Creating North America’s Most Extensive Financial Services Company, Coast-to-Coast in Community Banking
Wells Fargo now has community banks in 39 states and the District of Columbia and is #1 in deposit market share in 18 of those states plus the District of Columbia.* It also is #1 in the U.S. in community banking presence (6,650 stores), small business lending, middle market commercial banking, agriculture lending, commercial real estate lending, commercial real estate brokerage, and bank-owned insurance brokerage. It is #2 in banking deposits in the U.S., home mortgage originations and servicing, retail brokerage (number of financial advisors), and debit card. Wells Fargo is one of America’s largest private employers with 276,000 team members.
“This merger creates what we believe will be a very compelling value proposition for our team members, customers, communities and shareholders with significant potential for even more market share growth,” said Wells Fargo President and CEO John Stumpf. “Our team members can benefit from even more professional development opportunities across a much broader geography. Our customers can benefit from greater convenience and a better value for entrusting us with more of their business. Our communities can benefit because we want to be a leading contributor of financial, human and social capital in every community in which we do business. Our shareholders can benefit because of the exciting growth opportunities created by this merger. We’re being very thoughtful and deliberate in our three-year merger integration. Just as we did with the very successful Norwest-Wells Fargo merger integration a decade ago, we’ll take the time to do it right for our customers, always putting their interests first by seeking to satisfy all their financial needs and helping them succeed financially.”
Pat Callahan, an executive vice president and head of the Company’s merger transition, said Wachovia customers will continue to see the Wachovia brand in their banking stores and communities for the near future. “The key to a successful integration will be our ability to provide outstanding customer service throughout the integration,” said Callahan. “So we’re going to take our time and do this right. Wells Fargo and Wachovia customers should continue banking as they do today — using the same bank accounts, payment coupons, online sign-on, credit cards, ATM cards and check cards, checks and banking stores. We’re committed to keeping customers informed of all significant changes before they happen.”

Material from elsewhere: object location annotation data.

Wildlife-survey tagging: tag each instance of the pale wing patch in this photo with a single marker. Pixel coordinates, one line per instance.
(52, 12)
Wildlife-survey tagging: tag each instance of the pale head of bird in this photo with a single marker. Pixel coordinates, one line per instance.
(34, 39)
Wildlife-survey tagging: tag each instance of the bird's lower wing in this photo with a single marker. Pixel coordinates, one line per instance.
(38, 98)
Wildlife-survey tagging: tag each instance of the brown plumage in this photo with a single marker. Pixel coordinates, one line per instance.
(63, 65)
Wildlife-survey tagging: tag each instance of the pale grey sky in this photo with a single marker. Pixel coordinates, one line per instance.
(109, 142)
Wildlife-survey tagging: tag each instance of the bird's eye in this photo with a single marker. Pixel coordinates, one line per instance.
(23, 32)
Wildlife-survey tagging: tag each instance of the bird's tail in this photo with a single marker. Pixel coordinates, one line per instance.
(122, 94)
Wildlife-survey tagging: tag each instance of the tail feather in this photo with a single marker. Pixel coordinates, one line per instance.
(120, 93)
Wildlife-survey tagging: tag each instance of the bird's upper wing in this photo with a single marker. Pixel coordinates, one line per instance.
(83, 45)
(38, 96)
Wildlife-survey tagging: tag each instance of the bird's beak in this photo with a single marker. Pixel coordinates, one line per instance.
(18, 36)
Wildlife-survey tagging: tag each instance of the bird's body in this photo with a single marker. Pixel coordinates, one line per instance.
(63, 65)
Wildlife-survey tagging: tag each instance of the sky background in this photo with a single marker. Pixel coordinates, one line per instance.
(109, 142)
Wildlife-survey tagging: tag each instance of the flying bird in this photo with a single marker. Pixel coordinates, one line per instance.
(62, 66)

At closing, Wells Fargo acquired all outstanding shares of common stock of Wachovia in a stock-for-stock transaction. Wachovia shareholders received 0.1991 shares of Wells Fargo common stock in exchange for each share of Wachovia common stock they owned. Shares of each outstanding series of Wachovia preferred stock were converted into shares (or fractional shares) of a corresponding series Wells Fargo preferred stock having substantially the same rights and preferences. As a result of the transaction, Wells Fargo acquired all of Wachovia Corporation and its businesses and obligations, including all of its banking deposits.
With Wachovia, Wells Fargo for the first time has a Community Banking presence in Alabama, Connecticut, Delaware, Florida, Georgia, Kansas, Maryland, Mississippi, New Jersey, New York, North Carolina, Pennsylvania, South Carolina, Tennessee, Virginia and Washington D.C.
Wachovia’s stock symbol “WB” was retired effective December 31, 2008. Wells Fargo stock trades under the symbol WFC. For more information about the merger, visit www.wellsfargo.com.
Wells Fargo & Company is a diversified financial services company with $1.4 trillion in assets, providing banking, insurance, investments, mortgage and consumer finance through almost 11,000 stores and the internet (wellsfargo.com) across North America and internationally. Wells Fargo Bank, N.A. has the highest possible credit rating, “Aaa,” from Moody’s Investors Service and the highest credit rating given to a U.S. bank, “AA+,” from Standard & Poor’s Ratings Services.
* Deposit data as of June 30, 2008 (pro forma for acquisitions; excludes deposits greater than $500mm in a single banking store.)